L’envie chez les écrivains,
réalisateurs et autres artistes d’imaginer le futur est ancienne. On peut citer
le roman L'An 2440, rêve s'il en fut
jamais de Louis-Sébastien Mercier
publié en 1771, considéré comme le premier roman d’anticipation et qui a donné
lieu à quelques œuvres majeures.
Les œuvres majeures du genre
Inventer une vision du futur
revient en général à imaginer à la fois les progrès de la technologie et la
mise en place d’une nouvelle société. Ceci peut se faire dans le cadre d’un pur
travail de spéculation intellectuelle, mais pour la plupart des auteurs il
s’est rapidement agi de faire de leurs œuvres une mise en perspective de leurs
sociétés.
Cette approche du genre fait que
les romans d’anticipation vont très souvent se caractériser par un relatif
pessimisme.

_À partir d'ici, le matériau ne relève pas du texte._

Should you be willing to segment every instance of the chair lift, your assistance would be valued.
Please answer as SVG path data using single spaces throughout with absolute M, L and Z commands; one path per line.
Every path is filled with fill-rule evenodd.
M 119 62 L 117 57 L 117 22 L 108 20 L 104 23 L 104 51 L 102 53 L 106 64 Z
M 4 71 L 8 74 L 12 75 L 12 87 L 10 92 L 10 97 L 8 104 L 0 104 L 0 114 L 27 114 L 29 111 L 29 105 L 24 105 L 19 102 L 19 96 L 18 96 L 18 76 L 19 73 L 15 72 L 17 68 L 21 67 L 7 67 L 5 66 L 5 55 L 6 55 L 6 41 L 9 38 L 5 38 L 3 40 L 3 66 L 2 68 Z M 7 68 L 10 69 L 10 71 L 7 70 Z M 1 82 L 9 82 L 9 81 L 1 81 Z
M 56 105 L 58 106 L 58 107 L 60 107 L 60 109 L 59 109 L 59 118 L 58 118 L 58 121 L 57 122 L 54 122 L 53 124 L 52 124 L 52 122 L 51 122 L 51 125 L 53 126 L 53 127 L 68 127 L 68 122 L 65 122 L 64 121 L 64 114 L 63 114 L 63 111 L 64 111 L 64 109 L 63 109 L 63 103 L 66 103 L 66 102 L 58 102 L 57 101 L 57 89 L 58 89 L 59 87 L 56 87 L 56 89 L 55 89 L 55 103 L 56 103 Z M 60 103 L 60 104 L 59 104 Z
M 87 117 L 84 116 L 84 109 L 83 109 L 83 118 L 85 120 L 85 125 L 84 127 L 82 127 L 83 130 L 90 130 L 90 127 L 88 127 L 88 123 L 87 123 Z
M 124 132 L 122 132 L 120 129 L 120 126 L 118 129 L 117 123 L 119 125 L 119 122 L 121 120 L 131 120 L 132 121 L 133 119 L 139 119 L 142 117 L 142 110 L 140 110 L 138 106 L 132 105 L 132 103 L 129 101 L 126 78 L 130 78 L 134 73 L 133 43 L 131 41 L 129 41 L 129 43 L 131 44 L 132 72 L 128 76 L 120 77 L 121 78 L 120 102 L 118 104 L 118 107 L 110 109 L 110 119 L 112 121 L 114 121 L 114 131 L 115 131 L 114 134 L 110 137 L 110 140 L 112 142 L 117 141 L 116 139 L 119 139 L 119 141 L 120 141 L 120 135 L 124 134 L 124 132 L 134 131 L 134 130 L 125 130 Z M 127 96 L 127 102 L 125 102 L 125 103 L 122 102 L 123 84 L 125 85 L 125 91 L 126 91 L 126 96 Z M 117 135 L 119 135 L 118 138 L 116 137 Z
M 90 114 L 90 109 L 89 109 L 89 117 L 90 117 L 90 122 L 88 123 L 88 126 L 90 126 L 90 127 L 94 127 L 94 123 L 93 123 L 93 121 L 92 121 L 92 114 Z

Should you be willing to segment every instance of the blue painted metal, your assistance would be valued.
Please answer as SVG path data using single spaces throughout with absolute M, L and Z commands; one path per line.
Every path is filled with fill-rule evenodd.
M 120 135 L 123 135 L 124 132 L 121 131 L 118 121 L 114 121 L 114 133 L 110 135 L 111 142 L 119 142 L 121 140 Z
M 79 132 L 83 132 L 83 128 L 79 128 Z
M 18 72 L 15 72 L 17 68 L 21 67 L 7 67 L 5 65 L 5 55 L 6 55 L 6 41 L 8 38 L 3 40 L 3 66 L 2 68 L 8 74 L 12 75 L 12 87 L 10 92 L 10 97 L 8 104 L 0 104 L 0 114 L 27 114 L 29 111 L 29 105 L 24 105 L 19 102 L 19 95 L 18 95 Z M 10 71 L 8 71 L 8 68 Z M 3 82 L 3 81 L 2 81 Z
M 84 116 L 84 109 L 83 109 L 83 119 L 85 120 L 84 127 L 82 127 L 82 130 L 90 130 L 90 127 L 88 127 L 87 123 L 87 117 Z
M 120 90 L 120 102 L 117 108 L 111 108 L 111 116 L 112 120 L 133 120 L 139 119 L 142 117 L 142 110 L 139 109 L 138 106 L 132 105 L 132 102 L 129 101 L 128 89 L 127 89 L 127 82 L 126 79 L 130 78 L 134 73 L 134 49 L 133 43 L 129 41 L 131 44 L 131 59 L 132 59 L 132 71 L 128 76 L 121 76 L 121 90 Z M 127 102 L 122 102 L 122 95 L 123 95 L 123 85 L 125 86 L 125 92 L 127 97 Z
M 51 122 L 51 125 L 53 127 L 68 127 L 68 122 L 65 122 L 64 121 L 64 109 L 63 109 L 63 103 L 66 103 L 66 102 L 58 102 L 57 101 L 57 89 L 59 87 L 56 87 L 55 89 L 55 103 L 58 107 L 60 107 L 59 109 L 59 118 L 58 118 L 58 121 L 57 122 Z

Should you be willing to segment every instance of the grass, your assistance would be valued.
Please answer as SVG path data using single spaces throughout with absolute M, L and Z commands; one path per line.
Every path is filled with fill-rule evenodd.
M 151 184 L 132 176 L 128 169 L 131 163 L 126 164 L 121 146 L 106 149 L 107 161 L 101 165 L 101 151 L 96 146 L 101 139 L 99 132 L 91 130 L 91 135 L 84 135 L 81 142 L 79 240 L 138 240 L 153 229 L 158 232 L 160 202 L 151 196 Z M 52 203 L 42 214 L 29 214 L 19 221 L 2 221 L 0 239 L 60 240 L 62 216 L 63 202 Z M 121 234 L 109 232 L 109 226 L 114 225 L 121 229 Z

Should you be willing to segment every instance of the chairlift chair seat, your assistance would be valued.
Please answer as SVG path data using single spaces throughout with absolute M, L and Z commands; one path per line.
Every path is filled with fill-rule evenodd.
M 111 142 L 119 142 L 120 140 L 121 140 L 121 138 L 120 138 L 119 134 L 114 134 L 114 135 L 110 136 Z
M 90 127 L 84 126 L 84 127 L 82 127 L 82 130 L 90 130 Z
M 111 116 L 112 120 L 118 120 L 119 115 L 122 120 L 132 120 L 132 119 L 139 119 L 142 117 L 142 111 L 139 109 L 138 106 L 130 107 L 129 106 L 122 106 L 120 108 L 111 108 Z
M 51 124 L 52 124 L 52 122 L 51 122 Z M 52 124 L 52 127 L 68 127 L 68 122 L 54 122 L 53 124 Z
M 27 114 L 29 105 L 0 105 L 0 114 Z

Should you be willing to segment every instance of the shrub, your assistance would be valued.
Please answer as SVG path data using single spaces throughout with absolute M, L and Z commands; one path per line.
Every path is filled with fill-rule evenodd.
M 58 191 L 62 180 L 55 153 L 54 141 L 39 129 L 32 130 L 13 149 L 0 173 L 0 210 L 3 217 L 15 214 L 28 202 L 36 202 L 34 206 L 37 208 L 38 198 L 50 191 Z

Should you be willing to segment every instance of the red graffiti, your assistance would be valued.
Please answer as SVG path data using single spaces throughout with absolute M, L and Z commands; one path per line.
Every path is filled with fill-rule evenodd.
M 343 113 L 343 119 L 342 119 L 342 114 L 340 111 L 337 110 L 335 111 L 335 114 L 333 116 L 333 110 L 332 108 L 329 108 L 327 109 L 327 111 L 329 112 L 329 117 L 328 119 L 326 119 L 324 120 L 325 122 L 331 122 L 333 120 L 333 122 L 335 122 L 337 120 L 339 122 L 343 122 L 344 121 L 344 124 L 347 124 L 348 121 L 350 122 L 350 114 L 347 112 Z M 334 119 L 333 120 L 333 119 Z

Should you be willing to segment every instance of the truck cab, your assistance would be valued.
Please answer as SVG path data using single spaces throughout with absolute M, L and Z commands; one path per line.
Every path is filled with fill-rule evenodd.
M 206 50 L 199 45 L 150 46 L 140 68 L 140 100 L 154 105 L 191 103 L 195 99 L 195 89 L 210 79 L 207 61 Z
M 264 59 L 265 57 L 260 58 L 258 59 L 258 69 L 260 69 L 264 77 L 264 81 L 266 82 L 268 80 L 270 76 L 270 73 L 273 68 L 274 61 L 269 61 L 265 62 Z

Ainsi, même Jules Verne, considéré
comme le chantre du progrès technologique, va proposer à la fois des utopies
(représentations d’une société idéale) avec par exemple Les Cinq Cents Millions de la Bégum, mais également des dystopies
(ou contre-utopie, description d'une société imaginaire, souvent dictatoriale,
sans égard pour les libertés fondamentales), notamment dans Paris au XXe siècle dans lequel les
progrès technologiques s’accompagnent d’une société liberticide.
Si chez Jules Verne les œuvres majeures témoignent d’un relatif optimisme quant aux progrès de la science, on peut noter que pour d’autres auteurs majeurs du genre, H. G. Wells et Aldous Huxley par exemple, la postérité aura plutôt retenu leurs œuvres les plus pessimistes : Une Utopie Moderne et L'Île du docteur Moreau pour le premier, et Île et Le Meilleur des mondes pour le second.

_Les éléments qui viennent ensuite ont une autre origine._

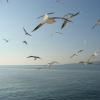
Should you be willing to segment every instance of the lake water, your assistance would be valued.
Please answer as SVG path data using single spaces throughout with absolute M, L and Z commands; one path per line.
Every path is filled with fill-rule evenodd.
M 100 65 L 0 66 L 0 100 L 100 100 Z

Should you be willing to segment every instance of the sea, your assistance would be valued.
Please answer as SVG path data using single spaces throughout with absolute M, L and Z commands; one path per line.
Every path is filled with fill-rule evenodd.
M 100 65 L 1 65 L 0 100 L 100 100 Z

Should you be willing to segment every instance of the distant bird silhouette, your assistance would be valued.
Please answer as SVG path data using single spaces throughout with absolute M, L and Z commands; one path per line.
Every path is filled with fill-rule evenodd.
M 96 23 L 93 25 L 93 27 L 92 27 L 92 29 L 94 29 L 96 26 L 98 26 L 98 25 L 100 25 L 100 19 L 98 19 L 97 21 L 96 21 Z
M 3 39 L 6 43 L 8 43 L 9 41 L 7 39 Z
M 83 52 L 84 50 L 82 49 L 82 50 L 79 50 L 79 51 L 77 51 L 77 53 L 79 54 L 79 53 L 81 53 L 81 52 Z
M 34 58 L 34 60 L 41 59 L 39 56 L 28 56 L 27 58 Z
M 8 0 L 6 0 L 7 1 L 7 3 L 8 3 Z
M 25 35 L 28 35 L 28 36 L 32 36 L 31 34 L 29 34 L 27 31 L 26 31 L 26 29 L 23 27 L 23 30 L 24 30 L 24 32 L 25 32 Z
M 58 61 L 49 62 L 49 63 L 48 63 L 48 67 L 51 67 L 53 64 L 57 64 L 57 63 L 59 63 L 59 62 L 58 62 Z
M 51 15 L 51 14 L 54 14 L 54 13 L 55 13 L 55 12 L 49 12 L 49 13 L 47 13 L 47 15 Z M 45 16 L 45 14 L 44 14 L 44 15 L 39 16 L 39 17 L 38 17 L 38 19 L 39 19 L 39 18 L 41 18 L 41 17 L 44 17 L 44 16 Z
M 67 20 L 70 22 L 70 20 L 66 19 L 66 18 L 63 18 L 63 17 L 49 17 L 47 14 L 45 14 L 45 16 L 43 17 L 43 21 L 38 25 L 36 26 L 33 30 L 33 31 L 36 31 L 37 29 L 39 29 L 41 26 L 43 26 L 44 24 L 53 24 L 56 22 L 55 19 L 63 19 L 63 20 Z
M 67 15 L 64 15 L 64 18 L 67 18 L 67 19 L 71 20 L 73 17 L 77 16 L 79 13 L 80 13 L 80 12 L 77 12 L 77 13 L 75 13 L 75 14 L 73 14 L 73 13 L 68 13 Z M 61 29 L 63 29 L 63 28 L 66 26 L 67 23 L 69 23 L 69 21 L 64 20 L 64 22 L 63 22 L 63 24 L 62 24 L 62 26 L 61 26 Z
M 28 44 L 27 41 L 22 41 L 22 42 L 23 42 L 24 44 L 26 44 L 26 45 Z
M 78 55 L 74 53 L 72 56 L 70 56 L 70 58 L 73 58 L 73 57 L 75 57 L 75 56 L 78 56 Z
M 63 33 L 61 33 L 61 32 L 56 32 L 57 34 L 63 34 Z

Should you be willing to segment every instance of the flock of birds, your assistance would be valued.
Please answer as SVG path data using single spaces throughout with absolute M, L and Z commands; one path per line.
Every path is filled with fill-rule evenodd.
M 6 0 L 8 2 L 8 0 Z M 65 26 L 69 23 L 72 23 L 72 19 L 76 16 L 78 16 L 80 14 L 80 12 L 76 12 L 76 13 L 68 13 L 68 14 L 65 14 L 64 16 L 61 16 L 61 17 L 50 17 L 49 15 L 53 15 L 55 14 L 55 12 L 49 12 L 49 13 L 46 13 L 46 14 L 43 14 L 39 17 L 37 17 L 37 19 L 40 19 L 42 18 L 42 21 L 31 31 L 34 32 L 34 31 L 37 31 L 40 27 L 42 27 L 44 24 L 54 24 L 57 22 L 57 20 L 62 20 L 62 25 L 61 25 L 61 30 L 63 28 L 65 28 Z M 94 29 L 96 26 L 100 25 L 100 19 L 96 21 L 96 23 L 93 25 L 92 29 Z M 29 37 L 32 37 L 32 34 L 31 33 L 28 33 L 27 30 L 23 27 L 23 31 L 25 33 L 25 35 L 29 36 Z M 63 34 L 61 32 L 56 32 L 57 34 Z M 9 42 L 8 39 L 3 39 L 6 43 Z M 22 41 L 22 43 L 28 45 L 28 42 L 26 40 Z M 79 56 L 82 52 L 84 52 L 83 49 L 77 51 L 76 53 L 73 53 L 70 58 L 74 58 L 75 56 Z M 93 62 L 91 61 L 93 58 L 97 57 L 98 56 L 98 53 L 95 52 L 93 53 L 92 55 L 90 55 L 90 57 L 87 59 L 87 61 L 80 61 L 79 63 L 81 64 L 92 64 Z M 38 60 L 38 59 L 42 59 L 41 57 L 39 56 L 27 56 L 26 58 L 33 58 L 34 60 Z M 58 61 L 51 61 L 48 63 L 49 67 L 53 64 L 59 64 Z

Dans la deuxième moitié du 20ème siècle, le genre va évoluer progressivement. A l’approche
essentiellement sociétale qui trouve son apogée avec 1984 de George Orwell va
s’adjoindre une nouvelle réflexion sur les progrès technologiques donnant lieu
à l’apparition d’un nouveau sous-genre de l’anticipation : le cyberpunk.
Officiellement né dans les années
80 mais très influencé par l’œuvre de PhilipK. Dick, ce genre se caractérise par des réflexions sur l’intelligence
artificielle, le lien entre l’homme et les machines -notamment avec les
ordinateurs et internet-, mais également sur l’existence de multinationales
devenues plus puissantes que les Etats. Neuromancien
de William Gibson paru en 1984 est
considéré comme l’œuvre matrice du genre, notamment du fait de son influence
sur des œuvres postérieures comme Matrix d’Andy et Larry Wachowski ou Ghost in the Shell de Mamoru Oshii.
Cependant, malgré son impact sur le cinéma, le cyberpunk et le roman d’anticipation en général étaient des genres relativement déclinants au début du 21ème siècle, et ce pour deux raisons principales.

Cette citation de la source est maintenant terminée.